On Wed, Aug 12, 2020 at 8:06 PM Tom Lane <tgl@xxxxxxxxxxxxx> wrote:
Ayub M <hiayub@xxxxxxxxx> writes:
> This is PostgreSQL 11 on AWS, there is a mview query in this OLAP database,
> the tables involved are huge - 50-100m records on average records hundreds
> of columns in most cases. The query runs for a while and then errors out
> saying "No space left on device". I could see it generating around 500gb of
> temp file data. At times it goes thru and at times it fails - probably due
> to other queries running at the same time and causing failure.

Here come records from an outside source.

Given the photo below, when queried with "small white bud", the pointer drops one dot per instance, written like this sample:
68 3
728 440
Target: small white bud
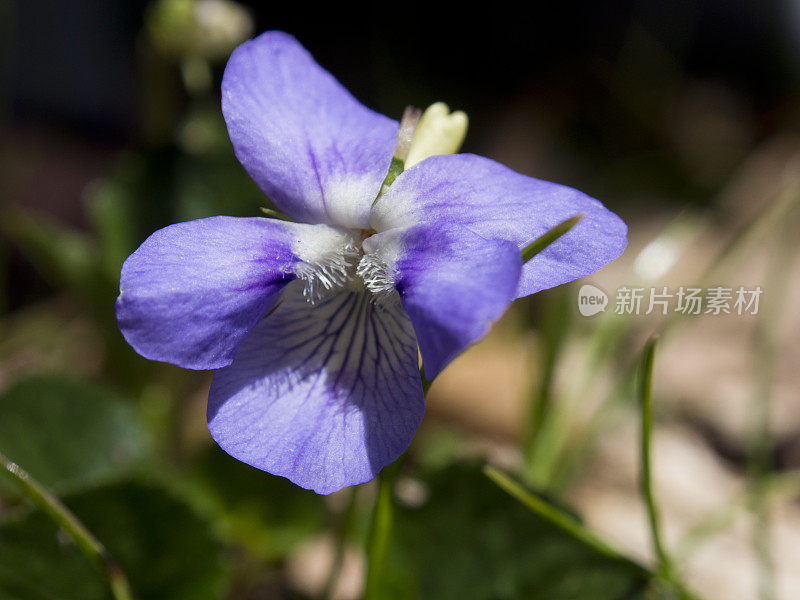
439 132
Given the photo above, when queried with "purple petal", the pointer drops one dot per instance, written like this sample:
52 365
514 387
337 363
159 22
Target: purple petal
192 291
499 203
453 284
324 395
313 149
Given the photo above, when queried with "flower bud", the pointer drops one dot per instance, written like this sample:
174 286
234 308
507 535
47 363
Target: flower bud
439 132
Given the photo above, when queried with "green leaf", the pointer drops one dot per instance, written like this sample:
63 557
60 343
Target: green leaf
473 540
166 550
68 434
266 514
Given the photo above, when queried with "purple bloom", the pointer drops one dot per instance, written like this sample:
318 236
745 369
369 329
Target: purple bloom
314 326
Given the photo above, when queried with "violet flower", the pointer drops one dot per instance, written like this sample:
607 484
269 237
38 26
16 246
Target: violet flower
314 325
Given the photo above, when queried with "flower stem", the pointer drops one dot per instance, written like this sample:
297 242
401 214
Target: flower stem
550 513
64 518
646 399
549 237
342 527
381 530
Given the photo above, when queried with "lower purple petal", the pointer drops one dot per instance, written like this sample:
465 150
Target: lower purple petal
323 395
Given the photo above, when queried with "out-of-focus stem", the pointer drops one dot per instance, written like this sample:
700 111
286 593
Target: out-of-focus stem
63 517
646 400
342 528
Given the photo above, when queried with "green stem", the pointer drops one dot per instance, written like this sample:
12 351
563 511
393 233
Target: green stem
381 530
64 518
549 237
552 514
341 538
646 399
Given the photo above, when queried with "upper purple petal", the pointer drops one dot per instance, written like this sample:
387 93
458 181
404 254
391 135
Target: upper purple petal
499 203
313 149
453 284
191 292
324 395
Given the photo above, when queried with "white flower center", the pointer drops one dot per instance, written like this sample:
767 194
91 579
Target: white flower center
338 260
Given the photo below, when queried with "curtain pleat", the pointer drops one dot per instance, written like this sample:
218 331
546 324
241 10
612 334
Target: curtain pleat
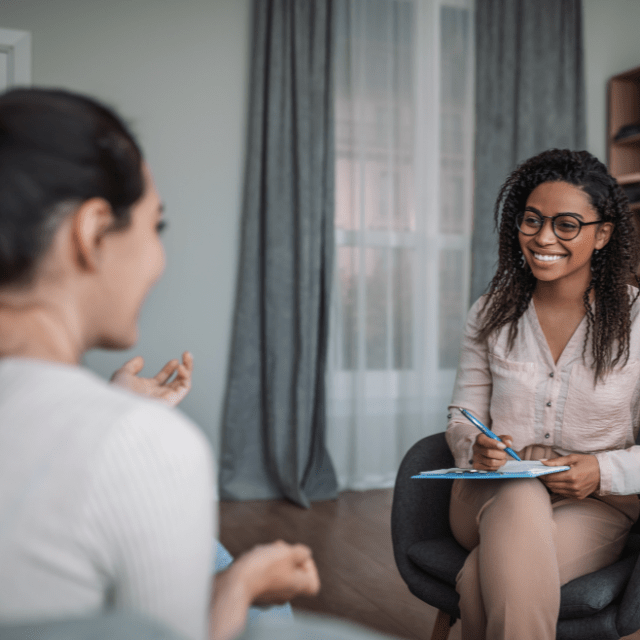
273 436
529 97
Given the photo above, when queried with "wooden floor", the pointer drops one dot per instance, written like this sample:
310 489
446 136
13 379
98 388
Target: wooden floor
351 542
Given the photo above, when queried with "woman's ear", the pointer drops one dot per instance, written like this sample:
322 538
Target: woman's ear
603 234
91 222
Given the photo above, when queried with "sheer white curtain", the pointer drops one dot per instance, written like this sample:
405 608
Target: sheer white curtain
404 141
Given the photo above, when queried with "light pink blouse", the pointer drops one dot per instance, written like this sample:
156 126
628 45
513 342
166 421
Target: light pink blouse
523 393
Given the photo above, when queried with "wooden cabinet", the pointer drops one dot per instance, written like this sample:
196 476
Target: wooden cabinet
623 135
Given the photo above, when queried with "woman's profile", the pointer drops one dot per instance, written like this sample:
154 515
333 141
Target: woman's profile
107 499
551 363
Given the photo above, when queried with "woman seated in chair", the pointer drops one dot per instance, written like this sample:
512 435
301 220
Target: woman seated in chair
551 363
107 499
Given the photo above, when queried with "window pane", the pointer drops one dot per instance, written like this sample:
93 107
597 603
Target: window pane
347 202
348 259
451 316
376 265
403 308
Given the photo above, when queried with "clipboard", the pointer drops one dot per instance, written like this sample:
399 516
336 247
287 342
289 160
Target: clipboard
510 469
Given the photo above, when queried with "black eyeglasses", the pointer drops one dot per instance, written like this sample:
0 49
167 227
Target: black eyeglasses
565 226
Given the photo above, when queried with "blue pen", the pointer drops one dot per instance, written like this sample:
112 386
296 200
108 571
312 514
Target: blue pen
473 420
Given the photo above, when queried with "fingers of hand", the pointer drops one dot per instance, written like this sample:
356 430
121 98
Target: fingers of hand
488 453
187 361
166 372
183 376
485 442
132 367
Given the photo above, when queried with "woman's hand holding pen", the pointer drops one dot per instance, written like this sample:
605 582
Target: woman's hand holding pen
490 454
579 482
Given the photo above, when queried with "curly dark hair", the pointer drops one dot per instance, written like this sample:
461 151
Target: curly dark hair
613 267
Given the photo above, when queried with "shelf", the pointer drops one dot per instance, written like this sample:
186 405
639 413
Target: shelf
628 178
628 141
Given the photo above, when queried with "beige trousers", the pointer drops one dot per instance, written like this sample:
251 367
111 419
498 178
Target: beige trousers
525 543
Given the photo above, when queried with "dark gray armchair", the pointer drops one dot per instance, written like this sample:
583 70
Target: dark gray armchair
604 605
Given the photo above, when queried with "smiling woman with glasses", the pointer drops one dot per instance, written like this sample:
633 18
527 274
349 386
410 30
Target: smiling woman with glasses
551 362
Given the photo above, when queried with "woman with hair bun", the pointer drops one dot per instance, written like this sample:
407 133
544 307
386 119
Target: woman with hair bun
550 362
107 499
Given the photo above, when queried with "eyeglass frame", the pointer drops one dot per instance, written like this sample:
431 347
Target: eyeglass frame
553 224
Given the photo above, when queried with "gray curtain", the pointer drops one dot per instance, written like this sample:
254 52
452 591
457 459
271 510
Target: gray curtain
529 97
273 437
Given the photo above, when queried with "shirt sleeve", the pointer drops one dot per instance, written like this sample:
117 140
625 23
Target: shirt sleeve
619 471
472 391
150 514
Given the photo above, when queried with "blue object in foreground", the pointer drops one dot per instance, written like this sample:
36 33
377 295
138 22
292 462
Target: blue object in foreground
487 432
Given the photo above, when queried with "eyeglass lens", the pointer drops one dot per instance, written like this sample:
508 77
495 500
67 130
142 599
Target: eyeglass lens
565 227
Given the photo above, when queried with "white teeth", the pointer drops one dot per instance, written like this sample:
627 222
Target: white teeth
547 258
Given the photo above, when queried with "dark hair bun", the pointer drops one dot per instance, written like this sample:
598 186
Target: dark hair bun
58 147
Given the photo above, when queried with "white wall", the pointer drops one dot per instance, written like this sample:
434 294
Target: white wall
611 45
177 70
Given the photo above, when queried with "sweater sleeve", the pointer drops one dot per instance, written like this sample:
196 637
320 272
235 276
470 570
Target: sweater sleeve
472 391
151 512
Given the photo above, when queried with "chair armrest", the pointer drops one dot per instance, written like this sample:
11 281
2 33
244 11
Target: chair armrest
420 509
628 618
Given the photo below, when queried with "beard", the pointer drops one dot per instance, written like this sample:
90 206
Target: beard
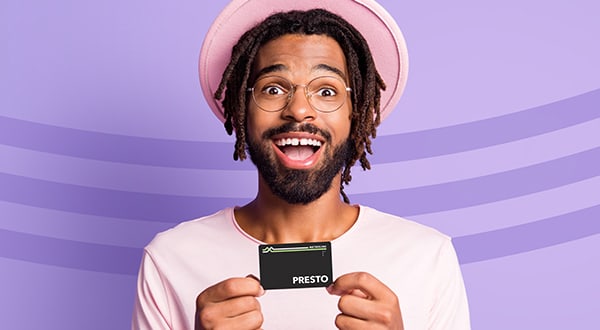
292 185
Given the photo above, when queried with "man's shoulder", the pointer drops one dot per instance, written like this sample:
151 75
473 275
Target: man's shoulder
199 229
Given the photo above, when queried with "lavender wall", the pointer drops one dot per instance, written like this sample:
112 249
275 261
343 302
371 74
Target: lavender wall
105 140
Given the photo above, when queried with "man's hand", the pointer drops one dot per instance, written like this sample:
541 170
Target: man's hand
230 304
365 303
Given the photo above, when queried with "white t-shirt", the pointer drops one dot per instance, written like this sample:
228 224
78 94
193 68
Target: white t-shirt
417 262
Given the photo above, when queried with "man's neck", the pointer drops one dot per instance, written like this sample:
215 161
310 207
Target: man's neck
270 219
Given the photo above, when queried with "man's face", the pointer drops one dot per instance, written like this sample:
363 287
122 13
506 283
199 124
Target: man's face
299 150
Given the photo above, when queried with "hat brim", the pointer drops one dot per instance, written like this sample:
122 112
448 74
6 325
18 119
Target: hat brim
377 26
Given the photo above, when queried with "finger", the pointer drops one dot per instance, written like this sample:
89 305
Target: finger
365 309
235 309
365 282
250 320
230 288
346 322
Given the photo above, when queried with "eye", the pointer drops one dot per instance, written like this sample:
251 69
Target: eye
273 90
326 92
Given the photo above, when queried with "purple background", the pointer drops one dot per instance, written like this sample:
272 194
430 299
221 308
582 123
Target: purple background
105 140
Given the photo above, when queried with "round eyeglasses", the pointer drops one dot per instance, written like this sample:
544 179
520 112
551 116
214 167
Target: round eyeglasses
274 93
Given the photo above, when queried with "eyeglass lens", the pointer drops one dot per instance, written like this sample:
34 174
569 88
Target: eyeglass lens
325 94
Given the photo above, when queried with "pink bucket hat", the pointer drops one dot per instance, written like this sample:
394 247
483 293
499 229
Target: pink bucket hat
376 25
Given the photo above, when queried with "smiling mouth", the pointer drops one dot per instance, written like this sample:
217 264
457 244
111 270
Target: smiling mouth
298 148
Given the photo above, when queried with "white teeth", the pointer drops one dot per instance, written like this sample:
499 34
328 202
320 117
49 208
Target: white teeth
296 142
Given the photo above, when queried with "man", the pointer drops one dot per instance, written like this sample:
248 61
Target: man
302 93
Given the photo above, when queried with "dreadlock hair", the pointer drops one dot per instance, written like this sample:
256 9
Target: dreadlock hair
365 81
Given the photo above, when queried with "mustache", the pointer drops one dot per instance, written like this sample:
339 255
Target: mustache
296 127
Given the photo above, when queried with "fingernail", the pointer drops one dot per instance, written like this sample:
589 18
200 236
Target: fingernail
252 276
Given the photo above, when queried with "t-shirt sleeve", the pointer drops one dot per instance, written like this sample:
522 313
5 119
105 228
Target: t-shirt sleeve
450 309
151 308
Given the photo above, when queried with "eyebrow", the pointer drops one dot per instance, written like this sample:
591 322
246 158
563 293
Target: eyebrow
319 67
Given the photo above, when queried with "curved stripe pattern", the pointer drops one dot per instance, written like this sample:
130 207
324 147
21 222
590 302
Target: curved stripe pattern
472 248
192 154
411 201
209 183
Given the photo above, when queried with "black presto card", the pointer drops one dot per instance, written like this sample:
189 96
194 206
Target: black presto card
297 265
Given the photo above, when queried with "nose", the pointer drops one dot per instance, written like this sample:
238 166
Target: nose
299 108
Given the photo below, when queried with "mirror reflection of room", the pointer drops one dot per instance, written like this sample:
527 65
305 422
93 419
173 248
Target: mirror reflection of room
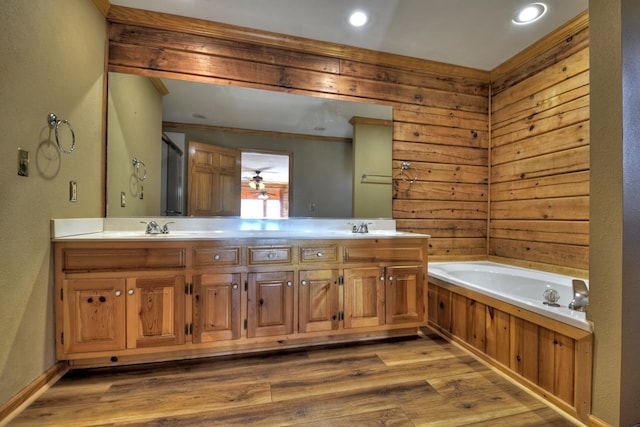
324 181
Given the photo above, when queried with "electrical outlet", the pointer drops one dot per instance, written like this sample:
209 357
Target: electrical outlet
73 191
23 162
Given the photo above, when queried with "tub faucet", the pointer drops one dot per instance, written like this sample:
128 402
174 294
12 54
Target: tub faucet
580 296
362 228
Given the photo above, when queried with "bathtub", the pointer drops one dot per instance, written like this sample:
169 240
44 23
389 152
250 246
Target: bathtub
521 287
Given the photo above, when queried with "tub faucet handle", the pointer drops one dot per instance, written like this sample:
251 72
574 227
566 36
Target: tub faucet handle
580 295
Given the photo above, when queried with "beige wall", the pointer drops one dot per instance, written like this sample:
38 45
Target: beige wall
372 155
52 61
614 268
135 131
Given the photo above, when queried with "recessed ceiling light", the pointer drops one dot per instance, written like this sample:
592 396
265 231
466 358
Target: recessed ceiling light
529 13
358 19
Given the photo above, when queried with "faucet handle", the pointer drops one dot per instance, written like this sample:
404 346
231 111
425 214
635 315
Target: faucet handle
165 228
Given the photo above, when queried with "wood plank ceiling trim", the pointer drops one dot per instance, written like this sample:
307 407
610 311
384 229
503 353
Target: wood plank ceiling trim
124 15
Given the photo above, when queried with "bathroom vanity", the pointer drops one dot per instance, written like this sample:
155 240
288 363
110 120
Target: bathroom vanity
211 288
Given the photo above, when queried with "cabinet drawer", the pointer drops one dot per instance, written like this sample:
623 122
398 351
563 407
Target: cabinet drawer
122 258
269 255
327 253
381 254
223 255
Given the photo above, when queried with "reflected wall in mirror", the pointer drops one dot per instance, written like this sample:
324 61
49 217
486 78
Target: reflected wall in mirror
316 132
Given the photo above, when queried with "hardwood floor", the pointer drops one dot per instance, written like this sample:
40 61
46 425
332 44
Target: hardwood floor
422 380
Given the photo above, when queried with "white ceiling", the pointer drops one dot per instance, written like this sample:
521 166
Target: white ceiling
472 33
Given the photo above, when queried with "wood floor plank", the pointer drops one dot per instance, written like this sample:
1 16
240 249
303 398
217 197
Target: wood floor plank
422 380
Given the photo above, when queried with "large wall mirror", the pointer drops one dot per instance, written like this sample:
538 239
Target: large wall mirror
338 153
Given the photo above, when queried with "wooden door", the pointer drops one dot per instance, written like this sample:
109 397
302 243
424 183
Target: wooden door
94 315
363 297
155 311
214 180
216 307
404 295
270 304
319 299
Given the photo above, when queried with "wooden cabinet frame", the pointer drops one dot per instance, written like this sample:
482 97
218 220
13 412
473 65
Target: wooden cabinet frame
210 297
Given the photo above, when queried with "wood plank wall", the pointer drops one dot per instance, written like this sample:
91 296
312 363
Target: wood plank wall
440 111
539 191
537 209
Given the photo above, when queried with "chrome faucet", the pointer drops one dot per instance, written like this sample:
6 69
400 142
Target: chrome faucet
155 228
363 227
580 296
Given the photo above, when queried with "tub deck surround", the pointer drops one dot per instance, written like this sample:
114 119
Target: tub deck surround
181 228
547 349
514 285
216 286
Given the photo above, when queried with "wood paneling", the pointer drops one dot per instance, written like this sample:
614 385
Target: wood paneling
524 159
440 111
539 197
551 357
424 380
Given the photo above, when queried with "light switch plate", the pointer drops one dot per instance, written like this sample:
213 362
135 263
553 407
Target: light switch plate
23 162
73 191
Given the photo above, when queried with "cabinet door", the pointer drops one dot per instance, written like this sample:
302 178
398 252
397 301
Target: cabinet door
216 307
319 299
363 297
94 318
155 311
270 304
404 295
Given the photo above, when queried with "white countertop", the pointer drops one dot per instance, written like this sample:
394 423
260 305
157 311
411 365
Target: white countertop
100 229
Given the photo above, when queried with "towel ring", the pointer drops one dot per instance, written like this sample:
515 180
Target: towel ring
54 123
137 163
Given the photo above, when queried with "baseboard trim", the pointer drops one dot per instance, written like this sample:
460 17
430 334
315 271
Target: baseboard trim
596 422
10 408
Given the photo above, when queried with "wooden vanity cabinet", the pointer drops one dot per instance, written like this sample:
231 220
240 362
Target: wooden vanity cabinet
319 300
270 304
105 314
146 300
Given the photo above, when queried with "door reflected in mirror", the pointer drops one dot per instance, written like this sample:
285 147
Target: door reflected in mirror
317 132
265 185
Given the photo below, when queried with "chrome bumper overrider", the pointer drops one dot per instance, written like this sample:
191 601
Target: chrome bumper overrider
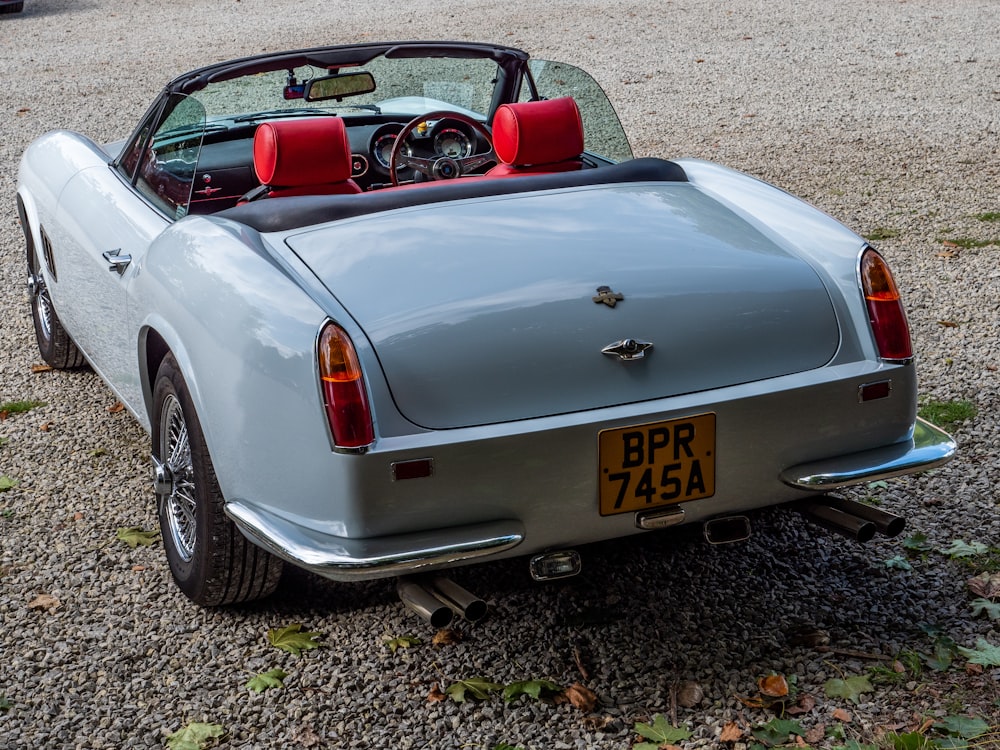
343 559
929 447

Are you sure that these queries are actually producing the answers you
want? It sounds suspiciously like you are computing underconstrained
joins.
--> Yes, it is as per the business requirement.
> The joins are happening on around 10 tables and all are joining on the PK
> and FK columns. I see partition pruning happening but the hash joins are
> killing the query.
> Is there any way to avoid hash joins?
TBH, you are asking the wrong question. A merge join would take about as
much temporary space, and a nestloop join over so much data would probably
not finish in an amount of time you're willing to wait. Indexes are NOT
a magic solution here. What you need to be thinking about is how to not
need to process so much data.
If you really need to have this proven to you, you can try "set
enable_hashjoin = off", but I don't think you'll find that better.
--> You are right, neither merge join nor nested loop are resolving the issue.
regards, tom lane
Regards,
Ayub